To cut to the chase, I replied, “Do the ministers in your denomination powerfully proclaim the Word of God?” He emphatically responded, “Absolutely!” I shot back, “Well, if it’s really all about the Word of God being powerfully proclaimed, and your ministers powerfully proclaim the Word of God, why, then, is your entire denomination in plateau and decline?”
That night I was troubled. I had made my point but I didn’t sense that I had really helped anyone. I was up much of the night, praying about the encounter, reading my Bible, asking God to use me in a way that would be, perhaps, less sarcastic and more edifying. In the wee hours of the morning a thought came to me. I’m going to say it was the Holy Spirit. I recalled the riddle: if a tree falls in the forest and no one is there to hear it, does it make a sound? The answer is, “yes.” Sound is produced by vibration and, when a tree falls, the air vibrates and, by definition, sound occurs. This sound is not dependent upon being heard in order for it to be a sound. It’s a physical inevitability. Consider this, though: if the saving Word of God is preached and there are no unsaved ears to hear its message, has evangelism happened? The answer is, “no.” Evangelism demands that the message be heard by unreached people.

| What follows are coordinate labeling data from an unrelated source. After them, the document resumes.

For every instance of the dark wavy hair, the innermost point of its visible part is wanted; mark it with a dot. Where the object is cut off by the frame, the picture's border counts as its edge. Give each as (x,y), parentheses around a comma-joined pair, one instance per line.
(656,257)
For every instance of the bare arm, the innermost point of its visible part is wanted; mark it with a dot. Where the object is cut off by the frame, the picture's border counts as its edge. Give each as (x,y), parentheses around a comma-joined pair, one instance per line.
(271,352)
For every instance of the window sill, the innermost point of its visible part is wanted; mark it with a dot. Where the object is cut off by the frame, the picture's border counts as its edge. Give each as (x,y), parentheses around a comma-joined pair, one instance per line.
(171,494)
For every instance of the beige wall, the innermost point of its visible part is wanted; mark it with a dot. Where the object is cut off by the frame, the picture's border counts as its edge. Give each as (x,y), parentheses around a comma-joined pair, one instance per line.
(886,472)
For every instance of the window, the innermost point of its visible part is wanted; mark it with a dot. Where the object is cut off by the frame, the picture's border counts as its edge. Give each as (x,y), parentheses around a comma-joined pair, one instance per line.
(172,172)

Fortunately, I had a chance later that morning to apologize for my terse remarks the previous day and to share this new insight. I ended by pointing out that, while the powerfully proclaimed Word of God is essential to reaching the harvest, missional strategies would place this Gospel message within earshot of the lost, and that proclamation and missional strategy should combine as a one-two Gospel punch.
Managing Ministry Time well calls for pastors to streamline teaching and preaching preparation to give sufficient time to other missional priorities.